Acknowledgments: The authors would like to express their deepest gratitude to all the health professions students at Penn State College of Medicine who have dedicated time to these initiatives to improve patient health and strengthen our community.
Footnotes
Funding/Support: This project was performed with financial support from the Josiah Macy Jr. Foundation and the American Medical Association (AMA) as part of the Accelerating Change in Medical Education initiative.
Other disclosures: J.D. Gonzalo is coeditor of 2 textbooks: Health Systems Science (Elsevier, 2016) and Health Systems Science Review (Elsevier, 2019).
Ethical approval: Reported as not applicable.
Disclaimers: The content of and views expressed in this paper reflect the views of the authors and do not necessarily represent the views of the AMA, Josiah Macy Jr. Foundation, or other participants in the Accelerating Change in Medical Education initiative.
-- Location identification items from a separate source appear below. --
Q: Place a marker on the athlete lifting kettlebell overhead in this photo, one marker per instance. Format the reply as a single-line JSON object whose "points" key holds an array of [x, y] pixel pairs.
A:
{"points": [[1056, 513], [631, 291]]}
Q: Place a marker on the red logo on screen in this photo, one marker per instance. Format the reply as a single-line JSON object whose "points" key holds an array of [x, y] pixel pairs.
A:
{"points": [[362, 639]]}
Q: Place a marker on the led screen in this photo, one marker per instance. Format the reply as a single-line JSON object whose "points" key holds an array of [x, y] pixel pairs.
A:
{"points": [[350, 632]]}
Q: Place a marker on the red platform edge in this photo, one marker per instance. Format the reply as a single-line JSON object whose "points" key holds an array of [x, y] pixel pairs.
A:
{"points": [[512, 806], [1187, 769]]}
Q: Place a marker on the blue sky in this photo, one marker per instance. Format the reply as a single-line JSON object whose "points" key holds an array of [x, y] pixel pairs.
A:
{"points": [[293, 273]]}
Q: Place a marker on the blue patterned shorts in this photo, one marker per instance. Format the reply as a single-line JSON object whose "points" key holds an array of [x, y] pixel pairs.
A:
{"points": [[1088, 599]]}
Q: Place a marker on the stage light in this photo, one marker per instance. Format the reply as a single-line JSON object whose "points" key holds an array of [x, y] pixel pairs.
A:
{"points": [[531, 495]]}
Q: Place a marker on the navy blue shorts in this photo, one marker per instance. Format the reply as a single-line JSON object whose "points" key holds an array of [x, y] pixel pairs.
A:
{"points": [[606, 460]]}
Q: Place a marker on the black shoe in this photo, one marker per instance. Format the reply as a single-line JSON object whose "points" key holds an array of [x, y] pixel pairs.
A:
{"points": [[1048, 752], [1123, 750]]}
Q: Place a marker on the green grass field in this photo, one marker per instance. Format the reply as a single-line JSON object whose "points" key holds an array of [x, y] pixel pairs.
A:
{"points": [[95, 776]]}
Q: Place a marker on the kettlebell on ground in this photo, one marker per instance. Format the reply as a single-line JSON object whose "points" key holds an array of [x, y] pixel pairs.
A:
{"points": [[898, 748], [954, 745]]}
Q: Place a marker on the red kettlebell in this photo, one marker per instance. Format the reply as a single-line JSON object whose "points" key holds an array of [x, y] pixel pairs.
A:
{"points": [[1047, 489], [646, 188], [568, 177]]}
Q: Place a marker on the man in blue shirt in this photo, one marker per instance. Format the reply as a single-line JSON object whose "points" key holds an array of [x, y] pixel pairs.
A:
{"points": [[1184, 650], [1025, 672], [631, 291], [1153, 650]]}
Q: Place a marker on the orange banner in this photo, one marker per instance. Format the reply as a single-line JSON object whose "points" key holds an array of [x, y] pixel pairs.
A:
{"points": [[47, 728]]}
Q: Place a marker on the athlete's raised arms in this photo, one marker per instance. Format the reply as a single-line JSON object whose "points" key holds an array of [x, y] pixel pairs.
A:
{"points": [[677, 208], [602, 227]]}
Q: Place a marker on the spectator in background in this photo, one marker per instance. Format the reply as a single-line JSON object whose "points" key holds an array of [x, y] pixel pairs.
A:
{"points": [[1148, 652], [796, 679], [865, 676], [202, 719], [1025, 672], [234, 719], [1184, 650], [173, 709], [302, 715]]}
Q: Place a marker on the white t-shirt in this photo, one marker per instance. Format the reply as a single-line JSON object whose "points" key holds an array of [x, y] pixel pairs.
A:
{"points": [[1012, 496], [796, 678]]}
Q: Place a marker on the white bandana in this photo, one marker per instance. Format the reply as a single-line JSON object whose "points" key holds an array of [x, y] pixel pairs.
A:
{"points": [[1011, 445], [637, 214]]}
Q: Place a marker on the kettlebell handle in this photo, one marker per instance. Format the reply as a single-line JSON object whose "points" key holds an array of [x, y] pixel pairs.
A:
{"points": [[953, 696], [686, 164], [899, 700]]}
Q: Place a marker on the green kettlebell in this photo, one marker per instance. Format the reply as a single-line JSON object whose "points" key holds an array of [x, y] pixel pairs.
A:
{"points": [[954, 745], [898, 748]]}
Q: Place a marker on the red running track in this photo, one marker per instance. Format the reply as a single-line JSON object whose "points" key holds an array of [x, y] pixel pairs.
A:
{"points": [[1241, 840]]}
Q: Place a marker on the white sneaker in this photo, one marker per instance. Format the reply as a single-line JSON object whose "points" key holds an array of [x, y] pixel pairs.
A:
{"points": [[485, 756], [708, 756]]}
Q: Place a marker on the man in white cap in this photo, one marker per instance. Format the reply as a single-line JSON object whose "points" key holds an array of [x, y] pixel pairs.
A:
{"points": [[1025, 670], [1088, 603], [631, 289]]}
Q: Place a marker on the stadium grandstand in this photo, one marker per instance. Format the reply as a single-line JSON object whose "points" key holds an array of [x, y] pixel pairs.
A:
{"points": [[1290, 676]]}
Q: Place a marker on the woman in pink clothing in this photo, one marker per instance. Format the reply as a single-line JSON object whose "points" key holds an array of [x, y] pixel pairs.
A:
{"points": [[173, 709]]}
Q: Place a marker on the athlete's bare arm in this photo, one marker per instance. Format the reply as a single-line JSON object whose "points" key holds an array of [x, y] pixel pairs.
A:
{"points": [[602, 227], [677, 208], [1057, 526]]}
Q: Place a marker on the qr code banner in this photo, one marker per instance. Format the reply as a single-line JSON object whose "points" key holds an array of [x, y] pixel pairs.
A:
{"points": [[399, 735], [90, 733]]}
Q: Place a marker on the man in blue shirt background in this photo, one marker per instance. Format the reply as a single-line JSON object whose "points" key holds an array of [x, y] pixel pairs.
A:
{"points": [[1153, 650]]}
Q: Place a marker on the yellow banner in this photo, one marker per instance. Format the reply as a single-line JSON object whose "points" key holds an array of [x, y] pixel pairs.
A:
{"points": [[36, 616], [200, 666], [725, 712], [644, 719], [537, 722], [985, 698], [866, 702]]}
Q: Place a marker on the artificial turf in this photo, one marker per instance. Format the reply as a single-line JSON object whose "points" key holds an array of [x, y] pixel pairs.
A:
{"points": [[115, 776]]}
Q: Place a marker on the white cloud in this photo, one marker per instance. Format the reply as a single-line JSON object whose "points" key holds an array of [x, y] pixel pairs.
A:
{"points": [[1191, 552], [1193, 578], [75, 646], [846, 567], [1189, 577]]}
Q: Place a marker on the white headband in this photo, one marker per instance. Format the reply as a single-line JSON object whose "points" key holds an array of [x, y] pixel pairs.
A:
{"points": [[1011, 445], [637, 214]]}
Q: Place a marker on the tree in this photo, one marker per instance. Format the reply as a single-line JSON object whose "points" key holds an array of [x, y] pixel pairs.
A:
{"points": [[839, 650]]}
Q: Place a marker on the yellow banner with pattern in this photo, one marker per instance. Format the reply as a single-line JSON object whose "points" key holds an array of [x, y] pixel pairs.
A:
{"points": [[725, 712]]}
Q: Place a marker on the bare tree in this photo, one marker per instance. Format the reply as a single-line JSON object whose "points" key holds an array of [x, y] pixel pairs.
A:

Previous presentations: A portion of these results was presented in an American Medical Association Webinar titled “Deploying Students in Alternative Roles During COVID-19: Preserving Clinical Educational Objectives and Supporting Competency Development”; April 1, 2020, and a Penn State College of Medicine Project ECHO (extension for community health care outcomes) session titled “COVID-19 ECHO: Medical Student Value-Added Roles”; April 14, 2020.